There will also be new duties applying to trustees and individual directors.
New duties for trustees include:
- exercising the same degree of care, skill and diligence as a prudent superannuation trustee;
- acting fairly in dealing with classes of beneficiaries and beneficiaries within a class; and
- where a conflict exists, giving priority to the duties to, and interests of, beneficiaries over other persons.
Trustees will have expanded requirements in relation to their investment strategies. In developing an investment strategy the trustee must have regard to valuation information, expected tax consequences and expected costs in their investment strategies, and offer a range of options sufficient to allow members to choose a diversified asset mix.
Trustees will have a new requirement to develop an insurance strategy for members of their fund. This reflects that insurance provided by a trustee has a direct impact on the retirement benefits of members. Trustees will have to consider the kinds and level of insurance that is appropriate for their members having regard to the cost of that insurance and whether that cost may inappropriately erode retirement incomes of members.
Trustees will also have to develop a risk management strategy and meet a requirement to maintain financial resources, either as trustee capital or as fund reserves, to cover the operational risks of the funds they manage.
Duties applying to individual directors of corporate trustees of superannuation funds will be separately identified. These duties include:
- acting honestly;
- exercising the degree of care, skill and diligence that a prudent superannuation entity director would;
- performing their duties and powers in the best interests of beneficiaries;
- where a conflict exists, giving priority to the duties to, and interests of, beneficiaries over other persons;
- not entering into a contract that would prevent the director or corporate trustee from properly performing their functions and powers; and
- exercising a reasonable degree of care and diligence for the purposes of ensuring that the corporate trustee carries out its duties.
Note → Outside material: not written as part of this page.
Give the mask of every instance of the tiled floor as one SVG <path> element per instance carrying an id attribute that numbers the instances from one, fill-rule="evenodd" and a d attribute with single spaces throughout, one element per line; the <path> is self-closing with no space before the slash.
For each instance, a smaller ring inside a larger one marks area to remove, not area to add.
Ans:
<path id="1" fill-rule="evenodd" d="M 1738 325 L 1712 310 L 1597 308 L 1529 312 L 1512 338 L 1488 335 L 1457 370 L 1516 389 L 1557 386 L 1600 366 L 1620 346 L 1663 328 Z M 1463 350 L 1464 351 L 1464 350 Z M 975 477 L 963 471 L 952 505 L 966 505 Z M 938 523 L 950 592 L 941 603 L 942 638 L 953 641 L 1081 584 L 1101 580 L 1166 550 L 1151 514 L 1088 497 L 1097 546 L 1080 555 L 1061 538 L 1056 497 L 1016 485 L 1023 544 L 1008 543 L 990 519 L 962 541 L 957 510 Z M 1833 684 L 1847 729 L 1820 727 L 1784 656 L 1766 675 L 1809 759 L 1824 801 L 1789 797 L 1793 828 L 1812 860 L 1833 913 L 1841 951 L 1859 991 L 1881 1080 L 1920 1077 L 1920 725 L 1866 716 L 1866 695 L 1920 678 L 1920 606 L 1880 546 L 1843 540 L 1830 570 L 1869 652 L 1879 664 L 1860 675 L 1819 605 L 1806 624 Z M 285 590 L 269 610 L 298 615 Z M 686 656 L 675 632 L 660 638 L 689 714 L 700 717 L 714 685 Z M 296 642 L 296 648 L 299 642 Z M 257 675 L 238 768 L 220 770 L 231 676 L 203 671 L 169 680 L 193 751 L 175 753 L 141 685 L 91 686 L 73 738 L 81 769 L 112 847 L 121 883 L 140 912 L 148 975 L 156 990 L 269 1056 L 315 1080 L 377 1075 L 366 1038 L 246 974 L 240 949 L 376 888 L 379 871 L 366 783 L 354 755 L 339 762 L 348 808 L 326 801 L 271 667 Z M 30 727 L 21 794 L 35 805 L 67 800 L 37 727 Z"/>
These new requirements for trustees and directors will improve trustee decisions, fund efficiency and effectiveness, and thereby help grow member superannuation entitlements.
However, a trustee's responsibility will be no greater than the responsibility they owe to those members who accept the default MySuper product.
Therefore, trustees that are authorised by APRA to offer a MySuper product will also have additional obligations. This reflects that these members have effectively delegated all decisions for their superannuation to the trustee.
There will be a primary obligation to promote the financial interests of members of the MySuper product, in particular returns after the deduction of fees, costs and taxes.
A primary focus on the returns put into the pockets of members will ensure that members of a MySuper product can have the confidence that they will receive the maximum possible superannuation at retirement.
Supporting this obligation, a determination will have to be made on an annual basis whether a fund has sufficient assets and members for both the MySuper product and superannuation fund as a whole to continue to meet the obligation to promote the financial interests of members of the MySuper product.
Trustees will also have to clearly articulate a target investment return and a level of risk appropriate to the MySuper product. This highlights a trustee's obligation to focus on the returns to members after the deduction of fees, costs and taxes.
I am proud to introduce this bill today as it marks this government's ongoing commitment to improve the superannuation system for all Australians.
This is especially so given the government's historic commitment to increase the superannuation guarantee to 12 per cent, which combined with existing growth is expected to see superannuation assets in Australia reach $6.2 trillion by 2036.
Subsequent tranches of legislation will introduce further Stronger Super reforms that will improve system transparency.
Full details of the amendments are contained in the explanatory memorandum.